Quantum: Spherical Harmonics Not Including r^2 term?

[laser1]

Homework Statement

N/A

Relevant Equations

N/A

In the solutions, I must integrate $Y_1^0 Y_1^{\pm 1}$. But my concern is when it states that the differential element (I think area?) is $d\theta d\phi$. I know that as

then $dA=r^2 \sin \theta d\theta d\phi$. But the solution only states $\sin \theta d\theta d\phi$. Why is this? Also, the units are not even area, so I have some problems with what this differential element is.

 

[pines-demon]

Is not the differential of area but the solid angle. I am not sure what you want to understand here, the spherical harmonics only are in radial coordinates and pertain only to the angular part.

 

[laser1]

Is not the differential of area but the solid angle. I am not sure what you want to understand here, the spherical harmonics only are in radial coordinates and pertain only to the angular part.

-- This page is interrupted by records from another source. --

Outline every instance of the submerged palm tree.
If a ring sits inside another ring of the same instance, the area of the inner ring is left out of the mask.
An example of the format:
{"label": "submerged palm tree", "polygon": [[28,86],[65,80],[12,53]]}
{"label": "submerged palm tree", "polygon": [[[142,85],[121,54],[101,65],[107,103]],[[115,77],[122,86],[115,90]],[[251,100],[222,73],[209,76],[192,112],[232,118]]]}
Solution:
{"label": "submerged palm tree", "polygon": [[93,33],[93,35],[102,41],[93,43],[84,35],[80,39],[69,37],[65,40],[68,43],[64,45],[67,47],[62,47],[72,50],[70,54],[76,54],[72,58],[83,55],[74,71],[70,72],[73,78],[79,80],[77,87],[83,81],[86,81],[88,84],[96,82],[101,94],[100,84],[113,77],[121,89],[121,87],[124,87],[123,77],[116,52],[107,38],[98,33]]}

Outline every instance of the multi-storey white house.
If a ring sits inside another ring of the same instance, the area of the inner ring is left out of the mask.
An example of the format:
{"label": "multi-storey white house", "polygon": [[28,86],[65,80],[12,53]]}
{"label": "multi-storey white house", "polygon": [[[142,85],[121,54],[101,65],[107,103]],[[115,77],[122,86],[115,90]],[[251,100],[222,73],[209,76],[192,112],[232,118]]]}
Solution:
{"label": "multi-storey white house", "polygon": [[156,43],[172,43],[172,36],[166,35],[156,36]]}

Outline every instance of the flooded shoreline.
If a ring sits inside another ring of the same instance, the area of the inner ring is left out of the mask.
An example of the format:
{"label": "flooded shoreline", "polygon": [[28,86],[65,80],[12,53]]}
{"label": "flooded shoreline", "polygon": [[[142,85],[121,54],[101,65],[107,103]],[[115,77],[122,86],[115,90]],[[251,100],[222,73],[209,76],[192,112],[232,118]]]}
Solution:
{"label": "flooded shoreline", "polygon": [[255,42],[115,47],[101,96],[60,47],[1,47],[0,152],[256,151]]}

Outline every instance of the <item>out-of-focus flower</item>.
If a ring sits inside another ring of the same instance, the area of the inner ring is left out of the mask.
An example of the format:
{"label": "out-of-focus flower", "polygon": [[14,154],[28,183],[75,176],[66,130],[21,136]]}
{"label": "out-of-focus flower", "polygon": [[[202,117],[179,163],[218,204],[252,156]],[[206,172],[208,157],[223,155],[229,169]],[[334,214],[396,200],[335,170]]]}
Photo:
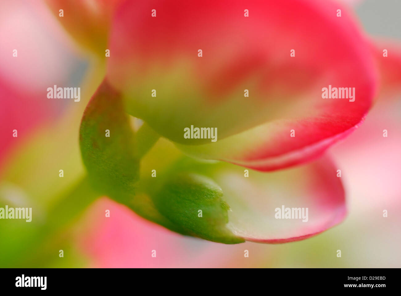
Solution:
{"label": "out-of-focus flower", "polygon": [[46,2],[80,45],[104,56],[111,20],[122,0],[46,0]]}
{"label": "out-of-focus flower", "polygon": [[[377,67],[377,51],[346,10],[312,0],[228,4],[122,6],[106,78],[83,118],[84,163],[103,193],[177,232],[226,243],[306,238],[346,212],[326,158],[295,170],[253,172],[249,179],[235,166],[185,157],[162,170],[156,184],[137,172],[138,150],[156,133],[192,156],[272,170],[313,160],[364,119],[386,67]],[[332,95],[332,86],[342,94]],[[156,133],[134,134],[125,111]],[[184,136],[193,126],[216,129],[219,141]],[[107,127],[117,131],[112,142],[103,134]],[[284,208],[287,199],[307,204],[313,219],[277,223],[261,209]],[[194,214],[201,209],[207,219]]]}
{"label": "out-of-focus flower", "polygon": [[[349,134],[377,84],[369,41],[330,1],[128,1],[110,47],[107,77],[129,114],[186,153],[261,170]],[[354,101],[322,98],[329,85],[354,87]],[[217,128],[217,142],[184,138],[191,125]]]}

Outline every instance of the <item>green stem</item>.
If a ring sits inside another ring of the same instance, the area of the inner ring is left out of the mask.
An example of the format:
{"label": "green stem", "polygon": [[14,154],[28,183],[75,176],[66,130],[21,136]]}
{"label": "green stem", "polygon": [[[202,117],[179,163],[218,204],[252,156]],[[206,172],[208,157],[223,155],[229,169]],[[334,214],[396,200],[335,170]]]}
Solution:
{"label": "green stem", "polygon": [[150,150],[160,138],[160,135],[145,122],[136,132],[135,136],[137,149],[136,156],[140,159]]}

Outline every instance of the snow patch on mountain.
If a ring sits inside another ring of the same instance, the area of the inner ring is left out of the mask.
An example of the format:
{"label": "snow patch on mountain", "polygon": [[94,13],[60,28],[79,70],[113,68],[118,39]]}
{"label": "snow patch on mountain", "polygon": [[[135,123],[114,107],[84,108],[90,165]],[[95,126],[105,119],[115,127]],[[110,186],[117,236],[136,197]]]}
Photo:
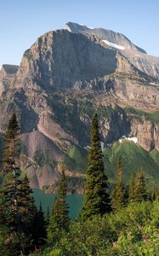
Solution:
{"label": "snow patch on mountain", "polygon": [[125,49],[125,48],[122,45],[118,45],[118,44],[113,44],[111,42],[109,42],[107,40],[102,40],[104,43],[105,43],[106,44],[108,44],[109,46],[111,47],[113,47],[113,48],[116,48],[116,49]]}

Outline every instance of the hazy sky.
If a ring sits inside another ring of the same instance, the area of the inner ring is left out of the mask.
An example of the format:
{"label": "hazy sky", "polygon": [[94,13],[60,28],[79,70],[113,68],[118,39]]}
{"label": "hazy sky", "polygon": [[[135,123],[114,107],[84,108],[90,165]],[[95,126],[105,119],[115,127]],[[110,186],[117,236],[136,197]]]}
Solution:
{"label": "hazy sky", "polygon": [[0,66],[20,64],[42,34],[68,21],[122,32],[159,56],[159,0],[0,0]]}

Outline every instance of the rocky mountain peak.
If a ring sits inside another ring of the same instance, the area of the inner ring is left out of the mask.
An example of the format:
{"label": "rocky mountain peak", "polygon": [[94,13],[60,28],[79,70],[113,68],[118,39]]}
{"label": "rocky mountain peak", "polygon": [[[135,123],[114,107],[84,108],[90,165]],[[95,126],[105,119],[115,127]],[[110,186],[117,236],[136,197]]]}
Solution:
{"label": "rocky mountain peak", "polygon": [[68,22],[64,26],[73,33],[94,35],[111,48],[117,49],[129,61],[142,72],[159,79],[159,58],[133,44],[125,35],[104,28],[93,28],[85,25]]}
{"label": "rocky mountain peak", "polygon": [[[69,30],[73,33],[85,33],[94,35],[100,40],[104,40],[108,45],[116,48],[116,45],[121,46],[121,49],[124,50],[137,50],[146,54],[146,51],[139,47],[134,45],[128,38],[123,34],[114,32],[112,30],[104,29],[101,27],[93,28],[85,25],[68,22],[64,26],[65,29]],[[115,45],[114,45],[115,44]]]}

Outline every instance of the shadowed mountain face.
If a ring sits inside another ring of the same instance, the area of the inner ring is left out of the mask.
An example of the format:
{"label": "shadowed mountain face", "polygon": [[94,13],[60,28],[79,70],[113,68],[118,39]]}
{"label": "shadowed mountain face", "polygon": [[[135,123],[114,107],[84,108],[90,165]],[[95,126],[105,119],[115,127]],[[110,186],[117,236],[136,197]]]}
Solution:
{"label": "shadowed mountain face", "polygon": [[159,58],[147,55],[145,50],[134,45],[122,33],[104,28],[89,28],[72,22],[66,23],[64,28],[76,33],[94,35],[105,40],[107,45],[111,43],[111,46],[121,51],[137,68],[159,79]]}
{"label": "shadowed mountain face", "polygon": [[148,151],[159,149],[157,61],[120,33],[67,23],[37,38],[19,67],[4,65],[0,130],[5,131],[15,111],[22,132],[21,166],[31,186],[54,191],[64,163],[70,191],[81,191],[76,187],[84,172],[80,152],[89,144],[97,109],[105,145],[127,136],[137,137]]}

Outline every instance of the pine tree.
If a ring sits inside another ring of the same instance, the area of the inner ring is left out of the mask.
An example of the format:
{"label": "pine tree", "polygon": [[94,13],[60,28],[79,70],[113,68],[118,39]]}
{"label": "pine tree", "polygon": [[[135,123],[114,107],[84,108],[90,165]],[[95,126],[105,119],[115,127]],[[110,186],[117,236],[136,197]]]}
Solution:
{"label": "pine tree", "polygon": [[58,196],[54,199],[50,224],[47,230],[48,242],[55,243],[59,241],[61,232],[68,231],[69,224],[69,211],[66,203],[66,181],[63,169],[60,180]]}
{"label": "pine tree", "polygon": [[64,169],[62,169],[61,177],[60,181],[58,214],[60,219],[60,229],[63,229],[64,230],[68,230],[70,220],[68,205],[66,203],[66,181]]}
{"label": "pine tree", "polygon": [[45,243],[46,240],[46,227],[44,214],[40,203],[39,209],[36,211],[34,222],[32,224],[32,234],[35,246],[41,246]]}
{"label": "pine tree", "polygon": [[46,229],[48,227],[50,223],[50,212],[49,212],[49,207],[47,207],[47,212],[46,212],[46,215],[45,215],[45,226]]}
{"label": "pine tree", "polygon": [[82,209],[83,218],[110,212],[111,200],[107,192],[107,177],[104,172],[97,113],[94,114],[91,126],[91,148],[86,171],[84,201]]}
{"label": "pine tree", "polygon": [[132,175],[129,179],[129,202],[133,201],[134,200],[134,177]]}
{"label": "pine tree", "polygon": [[16,143],[20,128],[15,113],[13,113],[5,134],[4,148],[3,152],[3,173],[6,176],[6,182],[3,189],[5,200],[4,214],[8,224],[13,230],[19,233],[20,218],[17,198],[19,195],[20,168],[17,164]]}
{"label": "pine tree", "polygon": [[114,210],[118,210],[125,206],[125,192],[122,183],[122,160],[121,157],[117,165],[117,181],[112,192],[111,206]]}
{"label": "pine tree", "polygon": [[20,129],[14,113],[9,122],[5,134],[5,146],[3,155],[3,173],[4,184],[0,193],[0,222],[9,230],[8,247],[12,255],[20,252],[27,253],[33,240],[33,220],[36,207],[31,195],[32,190],[26,176],[20,178],[20,156],[17,151]]}
{"label": "pine tree", "polygon": [[9,121],[7,131],[4,137],[4,147],[3,150],[3,174],[13,172],[15,168],[16,161],[16,145],[18,136],[20,134],[20,127],[14,113]]}
{"label": "pine tree", "polygon": [[20,184],[20,195],[18,197],[19,214],[21,229],[26,233],[31,232],[36,214],[35,201],[32,189],[30,188],[29,179],[26,175]]}
{"label": "pine tree", "polygon": [[147,201],[149,198],[142,170],[139,170],[134,177],[133,201]]}

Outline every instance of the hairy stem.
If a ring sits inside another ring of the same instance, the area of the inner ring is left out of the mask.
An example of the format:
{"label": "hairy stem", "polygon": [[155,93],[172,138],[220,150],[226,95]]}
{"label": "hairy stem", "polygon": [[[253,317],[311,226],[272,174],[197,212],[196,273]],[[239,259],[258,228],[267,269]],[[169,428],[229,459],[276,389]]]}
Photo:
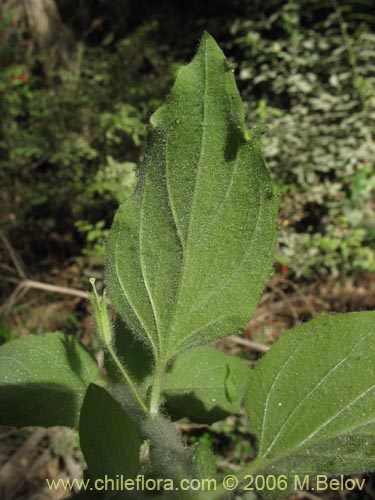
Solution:
{"label": "hairy stem", "polygon": [[137,390],[134,382],[132,381],[130,375],[125,370],[125,368],[122,365],[121,361],[118,359],[115,350],[111,346],[107,346],[107,349],[108,349],[108,352],[110,353],[110,355],[112,356],[113,361],[116,363],[117,368],[120,370],[121,375],[124,377],[124,379],[126,380],[126,382],[129,384],[129,387],[130,387],[132,393],[134,394],[134,397],[137,400],[139,406],[142,408],[142,410],[145,413],[148,413],[147,406],[143,402],[143,400],[142,400],[142,398],[141,398],[141,396],[140,396],[140,394],[139,394],[139,392],[138,392],[138,390]]}

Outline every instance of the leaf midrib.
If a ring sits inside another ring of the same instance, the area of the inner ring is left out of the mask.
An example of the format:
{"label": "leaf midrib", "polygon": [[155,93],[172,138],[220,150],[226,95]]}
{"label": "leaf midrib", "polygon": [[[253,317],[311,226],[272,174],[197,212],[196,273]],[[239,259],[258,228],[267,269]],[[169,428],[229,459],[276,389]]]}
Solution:
{"label": "leaf midrib", "polygon": [[[172,308],[172,313],[171,313],[171,319],[169,321],[168,329],[167,329],[167,332],[166,332],[166,335],[165,335],[164,345],[161,346],[161,347],[164,347],[166,349],[165,355],[167,356],[167,358],[170,357],[170,353],[169,353],[169,341],[170,341],[171,332],[173,330],[174,321],[176,319],[176,311],[177,311],[177,306],[179,304],[178,298],[179,298],[179,295],[181,293],[181,287],[182,287],[182,284],[183,284],[183,278],[184,278],[184,274],[185,274],[186,255],[188,255],[189,242],[190,242],[191,218],[192,218],[192,214],[195,211],[196,196],[197,196],[197,185],[198,185],[199,178],[200,178],[201,171],[202,171],[202,157],[203,157],[203,152],[204,152],[204,144],[205,144],[205,137],[206,137],[206,120],[207,120],[207,109],[206,109],[207,108],[207,81],[208,81],[208,72],[207,72],[207,38],[205,39],[204,44],[205,44],[204,45],[204,58],[203,58],[203,66],[204,66],[204,79],[203,79],[204,91],[203,91],[203,96],[204,96],[204,98],[203,98],[203,106],[202,106],[202,115],[203,115],[202,118],[203,119],[202,119],[202,135],[201,135],[201,141],[200,141],[200,153],[199,153],[199,160],[198,160],[198,164],[197,164],[197,174],[196,174],[196,177],[195,177],[194,190],[193,190],[192,201],[191,201],[191,208],[190,208],[190,212],[189,212],[189,220],[188,220],[188,225],[187,225],[187,229],[186,229],[186,248],[183,247],[181,271],[180,271],[179,278],[178,278],[178,284],[177,284],[175,299],[174,299],[174,303],[173,303],[173,308]],[[168,191],[169,204],[171,206],[172,202],[171,202],[170,189],[169,189],[169,185],[168,185],[168,176],[167,176],[167,191]],[[171,210],[172,210],[172,207],[171,207]],[[175,222],[177,224],[177,220]],[[176,351],[176,349],[175,349],[175,351]]]}

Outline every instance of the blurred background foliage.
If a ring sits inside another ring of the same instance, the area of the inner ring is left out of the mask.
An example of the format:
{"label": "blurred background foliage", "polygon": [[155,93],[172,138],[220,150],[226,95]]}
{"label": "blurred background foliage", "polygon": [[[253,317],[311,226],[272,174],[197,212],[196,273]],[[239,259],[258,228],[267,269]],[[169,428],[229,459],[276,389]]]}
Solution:
{"label": "blurred background foliage", "polygon": [[372,0],[26,5],[0,9],[0,219],[31,272],[79,263],[85,287],[100,274],[149,116],[204,29],[235,66],[248,127],[268,127],[280,268],[375,271]]}
{"label": "blurred background foliage", "polygon": [[[275,276],[244,338],[264,347],[321,311],[373,309],[374,28],[373,0],[0,2],[0,344],[60,330],[103,365],[83,291],[91,276],[103,285],[103,242],[134,188],[149,117],[204,30],[235,67],[247,127],[265,130],[280,197]],[[230,339],[218,347],[251,366],[258,356]],[[221,473],[253,456],[243,414],[211,431],[183,425]],[[34,469],[19,450],[13,460],[22,432],[0,438],[7,500],[66,498],[36,484],[80,476],[76,435],[51,429]],[[368,481],[368,494],[323,496],[374,498]]]}

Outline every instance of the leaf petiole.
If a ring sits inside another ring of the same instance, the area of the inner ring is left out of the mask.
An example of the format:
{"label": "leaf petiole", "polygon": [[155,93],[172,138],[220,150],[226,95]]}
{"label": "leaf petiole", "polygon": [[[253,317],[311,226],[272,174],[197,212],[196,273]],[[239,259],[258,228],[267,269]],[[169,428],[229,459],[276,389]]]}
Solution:
{"label": "leaf petiole", "polygon": [[129,387],[134,394],[134,397],[137,400],[139,406],[145,413],[148,413],[147,406],[142,400],[133,380],[126,371],[124,365],[119,360],[116,351],[113,348],[113,333],[111,321],[108,316],[106,291],[104,290],[103,297],[100,298],[95,288],[95,278],[90,278],[90,283],[94,290],[94,293],[92,293],[90,296],[90,302],[94,311],[95,324],[100,340],[103,342],[104,347],[108,350],[121,375],[129,384]]}

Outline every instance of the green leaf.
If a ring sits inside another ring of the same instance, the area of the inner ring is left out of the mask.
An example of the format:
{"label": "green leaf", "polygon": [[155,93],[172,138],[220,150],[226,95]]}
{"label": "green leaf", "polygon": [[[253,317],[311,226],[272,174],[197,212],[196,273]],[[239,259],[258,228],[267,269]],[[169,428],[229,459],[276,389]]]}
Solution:
{"label": "green leaf", "polygon": [[97,478],[116,474],[132,478],[140,470],[141,438],[120,403],[102,387],[90,384],[79,422],[81,449]]}
{"label": "green leaf", "polygon": [[246,363],[214,347],[189,349],[164,377],[166,406],[175,418],[215,422],[240,410],[249,375]]}
{"label": "green leaf", "polygon": [[0,348],[0,423],[76,426],[95,359],[73,337],[30,335]]}
{"label": "green leaf", "polygon": [[[126,324],[118,319],[114,325],[115,350],[132,380],[141,384],[152,374],[152,357],[144,343],[135,338]],[[112,357],[105,352],[105,368],[110,379],[115,383],[124,381]]]}
{"label": "green leaf", "polygon": [[200,441],[194,449],[193,477],[209,479],[216,476],[216,459],[211,447]]}
{"label": "green leaf", "polygon": [[157,357],[242,329],[271,273],[276,199],[233,71],[210,35],[151,118],[107,245],[112,303]]}
{"label": "green leaf", "polygon": [[272,473],[375,469],[375,312],[321,315],[285,332],[246,396]]}

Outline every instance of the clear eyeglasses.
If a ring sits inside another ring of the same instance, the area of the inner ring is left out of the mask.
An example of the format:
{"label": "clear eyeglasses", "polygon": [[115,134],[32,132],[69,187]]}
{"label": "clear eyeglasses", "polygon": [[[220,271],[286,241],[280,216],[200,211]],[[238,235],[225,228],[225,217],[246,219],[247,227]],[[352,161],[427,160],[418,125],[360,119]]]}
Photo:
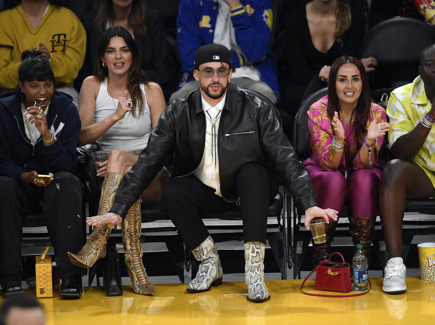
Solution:
{"label": "clear eyeglasses", "polygon": [[210,78],[214,75],[214,73],[218,74],[219,77],[227,77],[230,74],[229,69],[220,69],[218,70],[212,70],[211,69],[204,69],[202,70],[198,70],[200,74],[203,77]]}

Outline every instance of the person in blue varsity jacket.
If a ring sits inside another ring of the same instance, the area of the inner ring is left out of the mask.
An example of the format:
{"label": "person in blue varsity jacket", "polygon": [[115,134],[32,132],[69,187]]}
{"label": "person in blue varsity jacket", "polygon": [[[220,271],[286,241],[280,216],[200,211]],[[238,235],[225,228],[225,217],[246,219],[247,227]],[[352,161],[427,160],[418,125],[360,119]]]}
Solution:
{"label": "person in blue varsity jacket", "polygon": [[275,104],[279,90],[269,48],[272,20],[271,0],[181,0],[177,18],[181,71],[169,103],[199,87],[191,73],[195,53],[202,45],[215,43],[231,51],[237,68],[231,82]]}

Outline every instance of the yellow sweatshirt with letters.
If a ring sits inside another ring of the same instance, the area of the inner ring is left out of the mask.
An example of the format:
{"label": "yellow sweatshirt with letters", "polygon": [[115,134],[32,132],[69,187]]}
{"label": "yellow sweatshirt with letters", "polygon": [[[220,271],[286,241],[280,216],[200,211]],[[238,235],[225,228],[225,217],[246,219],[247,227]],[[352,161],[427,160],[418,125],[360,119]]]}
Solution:
{"label": "yellow sweatshirt with letters", "polygon": [[40,43],[50,51],[57,85],[72,86],[86,50],[86,32],[72,11],[50,4],[34,29],[20,4],[0,12],[0,88],[15,88],[21,52]]}

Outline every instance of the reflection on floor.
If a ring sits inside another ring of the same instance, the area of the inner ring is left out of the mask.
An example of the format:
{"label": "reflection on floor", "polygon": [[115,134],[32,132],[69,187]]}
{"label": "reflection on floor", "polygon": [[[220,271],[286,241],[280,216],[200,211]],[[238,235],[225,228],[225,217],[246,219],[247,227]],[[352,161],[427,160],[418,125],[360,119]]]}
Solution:
{"label": "reflection on floor", "polygon": [[[115,297],[106,296],[102,287],[85,287],[83,297],[77,300],[60,299],[56,292],[55,297],[39,301],[44,305],[49,325],[412,324],[433,321],[435,283],[409,277],[408,291],[392,295],[382,292],[382,280],[371,279],[372,288],[367,295],[338,298],[303,295],[299,290],[302,280],[268,281],[271,298],[262,303],[247,301],[242,281],[224,282],[198,294],[187,292],[184,284],[156,285],[154,296],[137,295],[131,286],[124,286],[124,295]],[[314,280],[309,280],[304,289],[314,292]],[[25,291],[35,295],[34,290]]]}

Where does the $\sin \theta d\theta d\phi$ come from? I had thought it came from the fact that the jacobian in spherical coordinates is $r^2 \sin \theta$ but maybe I was wrong.

 

[D H]

In the solutions, I must integrate $Y_1^0 Y_1^{\pm 1}$.

Do that and you should get zero, and you will get zero if you do the integration correctly. They are orthogonal functions, after all. What you need to integrate are $\left(Y_1^0\right)^2$ and $Y_1^{\pm1}\,\left(Y_1^{\pm1}\right)^\ast$.

But my concern is when it states that the differential element (I think area?) is $d\theta d\phi$.
then $dA=r^2 \sin \theta d\theta d\phi$. But the solution only states $\sin \theta d\theta d\phi$. Why is this? Also, the units are not even area, so I have some problems with what this differential element is.

You are integrating over the surface of the unit sphere, so $r=1$.

 

[laser1]

You are integrating over the surface of the unit sphere,

why unit sphere rather than an arbitrary sphere?

 

[kuruman]

In conventional spherical coordinates an area element $dA$ on the surface of a sphere of radius $r$ is the product of two arc lengths, $ds_{\theta}=r~d\theta$ and $ds_{\phi}=r\sin\!\theta~d\phi$ so that $$dA=ds_{\theta}\times ds_{\phi}=r^2~\sin\!\theta d\theta~d\phi.$$By definition this area subtends a solid angle $$d\Omega=\frac{dA}{r^2}=\sin\!\theta d\theta~d\phi.$$ The radius is irrelevant.

The orthonormality condition for the spherical harmonics is $$\int Y^*_{l'm'}(\theta,\phi)Y_{lm}(\theta,\phi)~d\Omega=\int_0^{2\pi}d\phi\int_0^{\pi}Y^*_{l'm'}(\theta,\phi)Y_{lm}(\theta,\phi)\sin\!\theta d\theta=\delta_{ll'}\delta_{mm'}.$$There is no $r$.

 

[pines-demon]

Where does the $\sin \theta d\theta d\phi$ come from? I had thought it came from the fact that the jacobian in spherical coordinates is $r^2 \sin \theta$ but maybe I was wrong.

Solid angle

 

[laser1]

Solid angle

Thanks, I guess the justification is "a unit sphere by definition" then!